Filme: "A História da Eternidade", de Camilo Cavalcanti |
Inquestionavelmente, o filme é
construído sobre metáforas magníficas e possui interpretações memoráveis de
artistas como: Marcelina Cartaxo, Leonardo França, Débora Ingrid, Claudio
Jaborandy, Zezita Matos, Maxwell Nascimento e, claro, Irandhir Santos, atores e
atrizes que se entregam totalmente a personagens que refletem o local árido em
que vivem e que ainda guardam muito do que já ficou no passado.
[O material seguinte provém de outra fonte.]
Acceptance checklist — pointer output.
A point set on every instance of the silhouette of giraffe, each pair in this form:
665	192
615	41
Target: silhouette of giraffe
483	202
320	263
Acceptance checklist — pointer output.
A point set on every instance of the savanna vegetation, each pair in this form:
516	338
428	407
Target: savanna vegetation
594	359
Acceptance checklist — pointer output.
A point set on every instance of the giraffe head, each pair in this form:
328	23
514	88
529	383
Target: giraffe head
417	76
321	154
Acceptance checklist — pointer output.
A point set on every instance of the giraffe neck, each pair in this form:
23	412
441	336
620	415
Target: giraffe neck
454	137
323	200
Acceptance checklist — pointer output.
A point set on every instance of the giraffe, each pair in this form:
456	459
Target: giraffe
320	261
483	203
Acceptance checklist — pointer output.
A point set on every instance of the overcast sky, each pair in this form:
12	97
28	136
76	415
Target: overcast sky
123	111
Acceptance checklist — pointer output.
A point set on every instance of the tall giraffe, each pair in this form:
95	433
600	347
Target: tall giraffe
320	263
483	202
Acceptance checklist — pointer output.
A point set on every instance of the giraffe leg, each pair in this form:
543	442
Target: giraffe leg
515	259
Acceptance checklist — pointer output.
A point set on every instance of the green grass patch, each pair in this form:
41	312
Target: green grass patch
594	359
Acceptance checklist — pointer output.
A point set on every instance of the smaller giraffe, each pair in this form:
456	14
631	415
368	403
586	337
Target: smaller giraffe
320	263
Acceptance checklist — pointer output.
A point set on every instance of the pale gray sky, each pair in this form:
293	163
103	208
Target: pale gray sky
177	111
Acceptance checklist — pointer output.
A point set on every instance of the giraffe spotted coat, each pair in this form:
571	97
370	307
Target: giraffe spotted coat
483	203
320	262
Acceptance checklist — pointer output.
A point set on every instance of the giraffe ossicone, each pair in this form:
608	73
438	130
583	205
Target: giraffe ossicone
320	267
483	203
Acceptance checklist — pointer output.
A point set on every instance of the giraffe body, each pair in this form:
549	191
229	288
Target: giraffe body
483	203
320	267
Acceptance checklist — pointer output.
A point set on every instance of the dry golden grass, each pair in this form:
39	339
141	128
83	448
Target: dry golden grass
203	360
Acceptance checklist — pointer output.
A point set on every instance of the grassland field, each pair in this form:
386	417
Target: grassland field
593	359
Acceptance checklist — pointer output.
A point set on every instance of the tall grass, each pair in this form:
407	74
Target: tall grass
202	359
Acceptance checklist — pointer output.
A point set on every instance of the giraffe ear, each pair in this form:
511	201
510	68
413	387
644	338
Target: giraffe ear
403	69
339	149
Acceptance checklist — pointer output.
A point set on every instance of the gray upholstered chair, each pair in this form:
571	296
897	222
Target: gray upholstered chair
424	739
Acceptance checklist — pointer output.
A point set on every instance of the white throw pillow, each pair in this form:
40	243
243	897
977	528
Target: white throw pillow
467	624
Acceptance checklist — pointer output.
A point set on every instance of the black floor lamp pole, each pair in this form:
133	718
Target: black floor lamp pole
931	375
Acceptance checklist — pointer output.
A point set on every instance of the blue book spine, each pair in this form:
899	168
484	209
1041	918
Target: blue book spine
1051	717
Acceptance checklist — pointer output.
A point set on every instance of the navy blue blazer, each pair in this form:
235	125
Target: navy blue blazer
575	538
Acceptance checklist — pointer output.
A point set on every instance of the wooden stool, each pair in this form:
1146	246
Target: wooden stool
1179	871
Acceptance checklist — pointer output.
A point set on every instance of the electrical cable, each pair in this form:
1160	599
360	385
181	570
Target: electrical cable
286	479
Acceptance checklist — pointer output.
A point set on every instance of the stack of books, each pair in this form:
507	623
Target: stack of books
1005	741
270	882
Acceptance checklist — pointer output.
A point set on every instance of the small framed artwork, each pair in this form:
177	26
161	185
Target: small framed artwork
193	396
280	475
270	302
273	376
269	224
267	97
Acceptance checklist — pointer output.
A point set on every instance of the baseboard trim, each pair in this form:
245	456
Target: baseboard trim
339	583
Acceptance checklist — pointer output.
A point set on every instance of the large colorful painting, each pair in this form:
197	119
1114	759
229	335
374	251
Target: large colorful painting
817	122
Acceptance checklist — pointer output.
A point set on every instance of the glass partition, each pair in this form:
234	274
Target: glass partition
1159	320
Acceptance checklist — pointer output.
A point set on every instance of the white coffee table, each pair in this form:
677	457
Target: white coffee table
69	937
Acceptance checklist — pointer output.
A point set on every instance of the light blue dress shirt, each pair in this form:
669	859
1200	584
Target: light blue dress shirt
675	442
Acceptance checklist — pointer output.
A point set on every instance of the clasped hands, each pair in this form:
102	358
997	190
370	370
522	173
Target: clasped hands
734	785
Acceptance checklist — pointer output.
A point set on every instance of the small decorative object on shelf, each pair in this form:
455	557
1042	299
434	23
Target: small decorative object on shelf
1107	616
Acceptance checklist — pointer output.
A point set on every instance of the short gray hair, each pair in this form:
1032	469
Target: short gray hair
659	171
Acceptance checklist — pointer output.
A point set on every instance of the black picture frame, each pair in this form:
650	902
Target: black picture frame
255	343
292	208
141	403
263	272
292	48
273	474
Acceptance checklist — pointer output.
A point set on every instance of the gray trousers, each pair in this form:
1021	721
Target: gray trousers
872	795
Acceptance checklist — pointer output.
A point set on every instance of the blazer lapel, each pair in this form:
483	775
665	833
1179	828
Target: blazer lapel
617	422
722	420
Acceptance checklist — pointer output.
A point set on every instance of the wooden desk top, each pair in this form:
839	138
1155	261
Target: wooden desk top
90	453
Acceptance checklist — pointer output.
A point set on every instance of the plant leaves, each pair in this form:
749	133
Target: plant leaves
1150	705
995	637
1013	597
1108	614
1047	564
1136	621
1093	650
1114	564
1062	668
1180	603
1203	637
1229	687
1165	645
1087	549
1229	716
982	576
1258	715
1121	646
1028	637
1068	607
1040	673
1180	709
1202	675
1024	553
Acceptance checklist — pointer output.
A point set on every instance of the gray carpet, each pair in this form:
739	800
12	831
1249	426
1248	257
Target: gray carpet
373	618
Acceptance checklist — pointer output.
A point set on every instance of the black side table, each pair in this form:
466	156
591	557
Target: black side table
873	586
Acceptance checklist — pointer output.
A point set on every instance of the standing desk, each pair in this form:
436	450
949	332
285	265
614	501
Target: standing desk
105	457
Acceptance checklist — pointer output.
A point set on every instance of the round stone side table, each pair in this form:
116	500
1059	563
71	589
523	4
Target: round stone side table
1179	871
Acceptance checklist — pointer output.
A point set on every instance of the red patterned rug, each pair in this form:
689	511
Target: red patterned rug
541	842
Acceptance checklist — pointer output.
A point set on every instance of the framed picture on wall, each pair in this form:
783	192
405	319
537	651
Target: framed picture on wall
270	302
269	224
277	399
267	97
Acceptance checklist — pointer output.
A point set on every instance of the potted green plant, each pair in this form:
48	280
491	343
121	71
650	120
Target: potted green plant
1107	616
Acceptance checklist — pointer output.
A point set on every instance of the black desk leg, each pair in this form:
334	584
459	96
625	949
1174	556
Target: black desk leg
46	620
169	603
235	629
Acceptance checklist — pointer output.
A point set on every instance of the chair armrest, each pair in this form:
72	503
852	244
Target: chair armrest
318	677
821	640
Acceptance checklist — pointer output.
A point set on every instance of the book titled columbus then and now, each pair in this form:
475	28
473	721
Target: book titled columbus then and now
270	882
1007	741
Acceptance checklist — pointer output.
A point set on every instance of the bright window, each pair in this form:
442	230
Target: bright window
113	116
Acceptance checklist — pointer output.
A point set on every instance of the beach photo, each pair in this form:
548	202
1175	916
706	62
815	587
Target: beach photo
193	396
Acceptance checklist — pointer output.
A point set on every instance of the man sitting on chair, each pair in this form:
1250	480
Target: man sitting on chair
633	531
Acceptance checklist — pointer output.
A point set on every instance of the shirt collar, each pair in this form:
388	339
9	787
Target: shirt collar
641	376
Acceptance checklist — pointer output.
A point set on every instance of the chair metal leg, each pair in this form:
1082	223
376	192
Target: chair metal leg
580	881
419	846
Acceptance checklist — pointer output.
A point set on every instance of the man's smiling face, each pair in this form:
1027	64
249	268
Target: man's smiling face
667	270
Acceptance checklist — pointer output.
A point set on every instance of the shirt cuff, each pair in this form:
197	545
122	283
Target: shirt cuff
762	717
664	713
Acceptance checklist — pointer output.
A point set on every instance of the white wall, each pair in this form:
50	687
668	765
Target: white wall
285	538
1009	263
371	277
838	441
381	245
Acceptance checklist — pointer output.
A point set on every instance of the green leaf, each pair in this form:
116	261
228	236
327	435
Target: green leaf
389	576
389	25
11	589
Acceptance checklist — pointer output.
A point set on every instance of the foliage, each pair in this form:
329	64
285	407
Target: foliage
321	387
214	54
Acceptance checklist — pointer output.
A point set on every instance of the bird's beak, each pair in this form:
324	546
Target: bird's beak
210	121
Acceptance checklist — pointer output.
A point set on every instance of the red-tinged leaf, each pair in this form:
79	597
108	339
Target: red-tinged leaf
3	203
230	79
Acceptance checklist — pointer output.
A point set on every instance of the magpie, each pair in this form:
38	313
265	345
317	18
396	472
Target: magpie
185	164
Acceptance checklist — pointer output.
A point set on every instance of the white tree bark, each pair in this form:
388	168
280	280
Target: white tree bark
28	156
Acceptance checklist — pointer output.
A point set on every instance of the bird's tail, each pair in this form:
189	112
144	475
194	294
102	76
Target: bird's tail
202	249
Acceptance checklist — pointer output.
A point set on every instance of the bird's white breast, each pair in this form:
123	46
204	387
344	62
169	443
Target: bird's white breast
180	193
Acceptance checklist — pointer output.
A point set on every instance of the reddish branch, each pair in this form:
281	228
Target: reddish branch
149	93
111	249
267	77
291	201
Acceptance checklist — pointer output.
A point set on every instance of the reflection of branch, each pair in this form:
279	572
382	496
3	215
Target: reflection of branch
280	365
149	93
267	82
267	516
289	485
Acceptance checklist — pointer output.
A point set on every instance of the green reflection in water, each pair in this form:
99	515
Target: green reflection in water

Entretanto,
também é feito de uma fotografia inspiradora realizada, basicamente, com luz
natural (daí as cenas mais escuras nos interiores das casas e o sol escaldante
no exterior) e baseada nas pinturas do italiano Michelangelo Caravaggio. Aliado
a isso, a direção de arte do filme é minimalista e é claro que todos os objetos
possuem muita história, como o sertão, são personagens do filme, só que dessa
vez, meros coadjuvantes que, juntos, formam um time implacável. Tudo o que se
vê aqui é lindo, mas o que se ouve não fica nem um pouco para trás. A trilha
sonora é delicada, propícia e arrepiante na maior parte do filme, dialogando
diretamente com os personagens, seu interior e suas reações, contando,
inclusive, com músicas de ninguém mais, ninguém menos que Dominguinhos. A
edição e a mixagem de som são ótimas e tornam o filme ainda mais perturbador.
Poucas sessões poderiam ser tão
satisfatórias quanto essa. Foram apenas dois filmes. Um feito no Rio de
Janeiro, a cidade maravilhosa, outro realizado no mais profundo sertão
nordestino (e Cavalcanti ainda faz questão de colocar imagens do mar, a paixão
de Alfonsina, durante o filme para lembrar o quanto o serão é árido e quente).
Um deles mostra artistas perfomistas e seus problemas durante a realização de
um show. Outro é um filme sobre mulheres e suas trajetórias. De certa forma, os
filmes dialogam a partir do momento em que são baseados nas visões femininas,
por um lado, homens sensíveis que se vestem e se portam como mulheres artistas
que são reprimidas por sua sensibilidade e feminilidade, sendo questionadas
inclusive dentro de uma sociedade dita moderna, por outro, mulheres que sofrem
nas mãos dos homens devido ao machismo evidenciado. Mesmo assim, mesmo com o
preconceito que assola essas almas muito femininas e belas, são elas que mandam
nos filmes, são elas que ditam o que acontecerá e quando acontecerá. Claro que,
como tudo na vida, em alguns momentos elas cometem erros e ficam sujeitas ao
preconceito de que tanto falo. Entretanto, isso não é o suficiente para
julgarmos essas pessoas como fracas ou qualquer coisa assim. Só serve para
lembrar que elas são tão humanas quanto qualquer um.